At this time after reading a newspaper article about children driving quarter-midget race cars she became interested in getting involved herself. With the money she earned through the dolls she bought a quarter-midget and, with her father's support, began racing on the midget circuit. Quick out of the blocks she was the first girl ever to be named Rookie of the Year and for five consecutive years she won the state and regional championships, making her one of the top ten young drivers nationally. She moved up to half-midgets until she was 18 when she dropped out of college and started racing professionally.
She bought her first sprint car and started racing at Skagit Speedway in Mount Vernon, Washington, where she was the first female sprint car driver and a serious short-oval competitor. That year the Northwest Sprint Car Association named her Rookie of the Year. And, after winning the season's championship race at Skagit Speedway, she went on to compete in more than 100 professional races, making her the first African-American female professional race car driver. Nicknamed 'The Lady', her ambition was to race in the Indy 500 and to complete in Formula One.
Between 1980 and 1983, she continued to race sprintcars. A series of accidents did not put her off. The worst of which happened in 1980 in the main event of Western World Championships at Manzanita, Phoenix. While attempting an outside pass on the half-mile oval, the back end got loose and pitched Glass into a series of 13 barrel rolls at 120mph before dropping back onto the race track and going end-over-end a further three or four times. She sustained injuries to her face, head, neck, back, shoulders and knees.
The 1982 Hulman Hundred marked her USAC debut driving for Charlie Patterson, she was the first African American female to compete in the series. According to Patterson, once the Hoosier Hundred got under way, Glass made a few passes before pulling in and retiring nine laps into the 60-lap feature race due to severe handling problems.
After the Hoosier Hundred the reality of being a backmarker where on the short ovals she had been so dominant was was a wake up call.
In 1984, she set her sights on road circuits and entered the Dallas round of the Can-Am Series, driving a VW-powered Van Diemen. She had to retire after six laps while running in eighth. Lack of funds meant that was her only outing in the series.
In 1985, she tried truck racing, in a Toyota pickup, but she crashed during testing at the Los Angeles Coliseum and never actually raced.

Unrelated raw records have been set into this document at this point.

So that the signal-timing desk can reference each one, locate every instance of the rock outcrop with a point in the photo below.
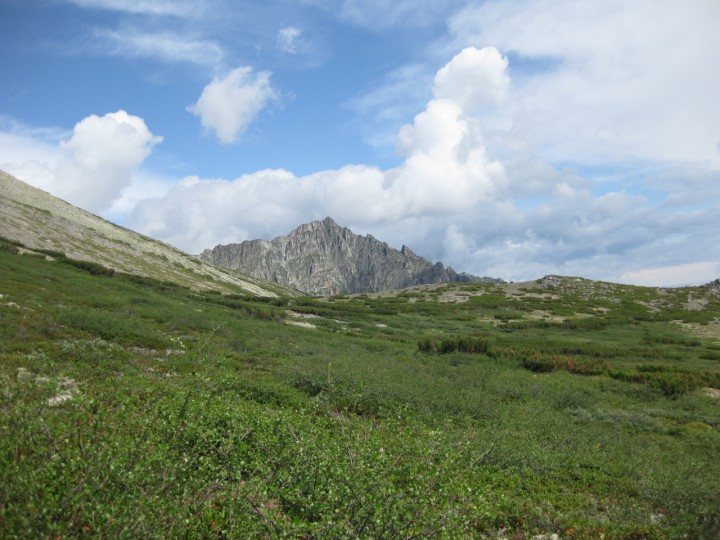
(322, 258)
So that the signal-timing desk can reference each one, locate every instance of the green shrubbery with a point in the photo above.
(191, 414)
(466, 344)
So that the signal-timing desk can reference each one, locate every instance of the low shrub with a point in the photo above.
(466, 344)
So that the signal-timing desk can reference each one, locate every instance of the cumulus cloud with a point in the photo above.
(92, 167)
(474, 78)
(228, 105)
(448, 199)
(288, 39)
(602, 81)
(446, 172)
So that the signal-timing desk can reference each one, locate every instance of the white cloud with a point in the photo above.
(92, 167)
(288, 39)
(228, 105)
(612, 80)
(696, 273)
(446, 172)
(180, 8)
(474, 78)
(383, 14)
(165, 46)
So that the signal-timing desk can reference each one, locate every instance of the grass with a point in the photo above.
(131, 407)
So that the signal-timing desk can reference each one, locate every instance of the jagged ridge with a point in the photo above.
(323, 258)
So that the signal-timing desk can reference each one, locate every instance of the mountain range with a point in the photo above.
(322, 258)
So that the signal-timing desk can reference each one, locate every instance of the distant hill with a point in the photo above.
(322, 258)
(40, 221)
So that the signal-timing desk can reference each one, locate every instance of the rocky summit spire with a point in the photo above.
(322, 258)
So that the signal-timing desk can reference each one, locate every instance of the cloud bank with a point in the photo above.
(89, 169)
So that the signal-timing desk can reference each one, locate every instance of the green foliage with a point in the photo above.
(132, 407)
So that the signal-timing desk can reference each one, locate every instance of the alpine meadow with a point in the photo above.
(360, 269)
(558, 408)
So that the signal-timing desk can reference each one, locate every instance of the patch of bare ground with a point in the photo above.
(710, 330)
(453, 297)
(539, 314)
(696, 304)
(302, 324)
(302, 315)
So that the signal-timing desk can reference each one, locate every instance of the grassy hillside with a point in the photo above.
(40, 221)
(134, 407)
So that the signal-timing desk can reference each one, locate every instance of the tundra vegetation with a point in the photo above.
(132, 407)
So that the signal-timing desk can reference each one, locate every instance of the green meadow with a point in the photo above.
(131, 407)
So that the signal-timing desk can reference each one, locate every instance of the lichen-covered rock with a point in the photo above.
(323, 258)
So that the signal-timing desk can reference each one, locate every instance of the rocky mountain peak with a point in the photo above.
(323, 258)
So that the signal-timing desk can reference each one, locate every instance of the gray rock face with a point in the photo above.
(323, 258)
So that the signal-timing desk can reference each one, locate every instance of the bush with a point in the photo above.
(466, 344)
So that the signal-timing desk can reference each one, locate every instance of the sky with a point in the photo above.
(512, 139)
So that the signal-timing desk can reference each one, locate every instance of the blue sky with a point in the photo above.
(505, 138)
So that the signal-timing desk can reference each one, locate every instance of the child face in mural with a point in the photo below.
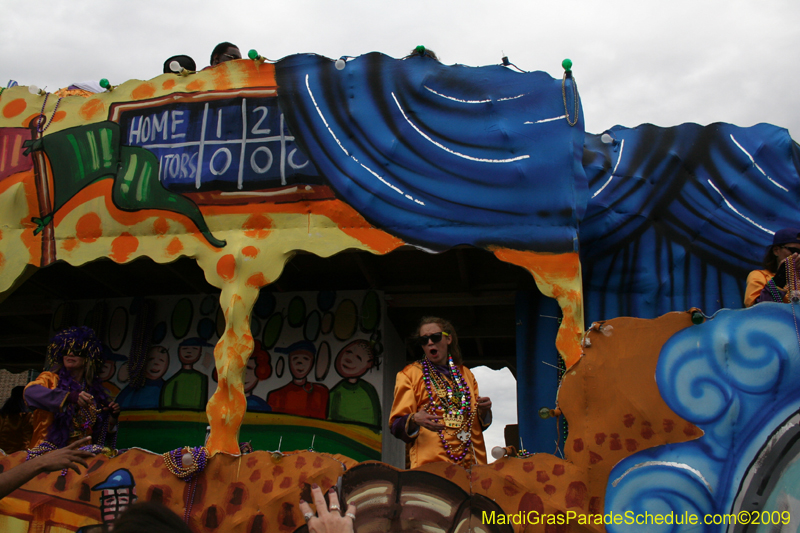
(300, 364)
(189, 355)
(157, 362)
(354, 360)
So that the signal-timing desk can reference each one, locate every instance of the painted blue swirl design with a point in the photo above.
(633, 497)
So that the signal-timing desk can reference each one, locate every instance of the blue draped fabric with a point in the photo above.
(678, 216)
(442, 156)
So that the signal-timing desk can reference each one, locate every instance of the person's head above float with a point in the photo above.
(438, 338)
(223, 52)
(183, 62)
(77, 351)
(785, 242)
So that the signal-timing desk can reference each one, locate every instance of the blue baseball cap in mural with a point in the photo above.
(195, 341)
(299, 346)
(786, 236)
(118, 479)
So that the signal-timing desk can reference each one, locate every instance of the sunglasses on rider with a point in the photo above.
(435, 337)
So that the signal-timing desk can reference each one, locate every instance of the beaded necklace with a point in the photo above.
(774, 292)
(454, 401)
(791, 280)
(197, 458)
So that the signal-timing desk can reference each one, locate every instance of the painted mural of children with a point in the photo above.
(259, 368)
(299, 397)
(188, 388)
(353, 399)
(147, 397)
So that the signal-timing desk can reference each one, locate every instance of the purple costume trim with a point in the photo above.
(41, 397)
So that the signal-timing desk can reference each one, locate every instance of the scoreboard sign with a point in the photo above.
(221, 141)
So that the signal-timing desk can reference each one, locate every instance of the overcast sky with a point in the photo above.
(635, 61)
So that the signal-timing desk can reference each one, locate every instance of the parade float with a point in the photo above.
(684, 406)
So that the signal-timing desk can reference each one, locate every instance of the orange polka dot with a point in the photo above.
(257, 280)
(27, 121)
(256, 226)
(226, 267)
(145, 90)
(196, 85)
(160, 226)
(123, 246)
(14, 108)
(174, 247)
(69, 244)
(88, 228)
(91, 109)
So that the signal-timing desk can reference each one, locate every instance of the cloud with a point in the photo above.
(501, 387)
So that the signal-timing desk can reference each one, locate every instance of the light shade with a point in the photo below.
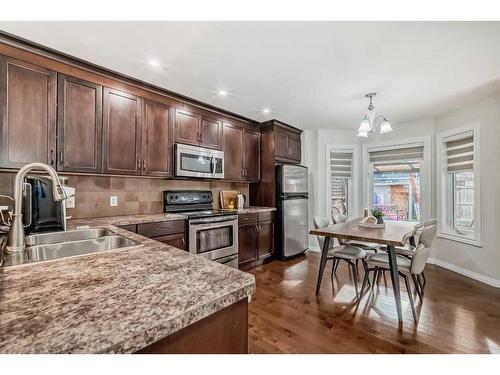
(362, 134)
(385, 127)
(364, 125)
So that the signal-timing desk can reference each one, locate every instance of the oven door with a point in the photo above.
(193, 161)
(214, 238)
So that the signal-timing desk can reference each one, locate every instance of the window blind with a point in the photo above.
(397, 155)
(460, 154)
(341, 164)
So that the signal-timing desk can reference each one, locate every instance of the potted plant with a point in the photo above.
(379, 215)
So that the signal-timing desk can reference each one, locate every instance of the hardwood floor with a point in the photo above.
(458, 315)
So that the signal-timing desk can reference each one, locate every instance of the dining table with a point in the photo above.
(394, 233)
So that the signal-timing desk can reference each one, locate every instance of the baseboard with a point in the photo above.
(462, 271)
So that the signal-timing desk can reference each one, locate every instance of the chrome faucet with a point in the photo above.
(16, 240)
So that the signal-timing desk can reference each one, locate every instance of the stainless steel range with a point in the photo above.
(212, 233)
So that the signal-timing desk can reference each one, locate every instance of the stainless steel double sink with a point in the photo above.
(55, 245)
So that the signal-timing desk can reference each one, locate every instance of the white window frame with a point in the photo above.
(425, 170)
(444, 196)
(352, 184)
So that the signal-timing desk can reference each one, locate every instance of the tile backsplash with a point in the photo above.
(135, 195)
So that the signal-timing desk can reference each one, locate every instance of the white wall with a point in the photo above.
(481, 263)
(486, 260)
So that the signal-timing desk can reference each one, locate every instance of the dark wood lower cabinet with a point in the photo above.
(255, 239)
(224, 332)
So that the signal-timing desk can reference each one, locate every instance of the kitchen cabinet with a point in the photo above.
(255, 239)
(241, 153)
(157, 140)
(121, 132)
(28, 114)
(287, 144)
(251, 155)
(79, 125)
(194, 129)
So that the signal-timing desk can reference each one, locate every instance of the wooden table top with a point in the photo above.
(395, 233)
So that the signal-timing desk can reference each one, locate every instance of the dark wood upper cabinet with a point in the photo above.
(251, 155)
(28, 114)
(281, 143)
(294, 147)
(233, 152)
(121, 133)
(187, 127)
(157, 140)
(211, 133)
(79, 125)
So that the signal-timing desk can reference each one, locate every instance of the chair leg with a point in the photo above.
(375, 273)
(417, 286)
(408, 289)
(354, 277)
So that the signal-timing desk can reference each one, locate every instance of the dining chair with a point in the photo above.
(406, 267)
(408, 251)
(345, 252)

Still with dreams of the Indy 500, her father acquired a 1978 Penske PC-6 Indycar, which she tested at Seattle International Raceway. Talking to the Los Angeles Times, she stated that her aim was the 1987 Indianapolis 500, after at least a part-season in CART in 1986. Nothing further happened to bring her closer to racing at the Brickyard.
She reappeared in 1990, and entered the penultimate round of the CART American Racing Series (Indy Lights) at Nazareth. Qualifying ninth in the 11-car field, Glass came home nine laps down to Groff in the 75-lap contest, but was classified seventh.
Although she entered the final Laguna Seca event, but after lapping Laguna Seca’s demanding road course more than 10 seconds off the pace, she didn't start the race.
Carrying a vibrant new paint scheme, the No. 18 Cheryl Glass Racing March-Buick would return for the 1991 Indy Lights season opener. Starting last on the street course at Long Beach, Glass would complete 14 of the 45 laps and finish 17th out of 18 entries. Electrical problems were listed as the reason for the failure to finish.
Moving to the one-mile Phoenix oval the following weekend, Glass was back in her comfort zone, yet only qualified 14th in the 15-car field. In what would prove to be her final race, Glass crashed 30 laps into the 75-lap contest and finished 14th.
In her private life she married Richard Lindwall in February 1983, designing her own silk and lace gown for the ceremony. Soon afterwards she opened a custom design studio, Cheryl Glass Designs, where she worked for 12 years designing wedding and formal evening wear.
In August of 1991, her home was burglarised by three men while she was sleeping. A swastika and Nazi propaganda was drawn on the wall using lipstick taken from her purse.
After the initial robbery was reported, Glass returned to the police department to state she’d been raped by two of the burglars during the home invasion. Authorities dismissed her rape report, claiming there was not enough evidence to bring charges.
It seems that her life had started to fall apart and there followed a number of incidents with the police between 1992-1996, including allegations of police brutality, fights with her neighbours, arrests, restraining orders, a curious car fire and a lawsuit against the police.
On July 15, 1997, she committed suicide by jumping from the Aurora Bridge in Washington. Although some mystery surrounded her death, her mother for one is convinced that she didn't jump but was thrown off the bridge, she is still remembered as a pioneer in the sport.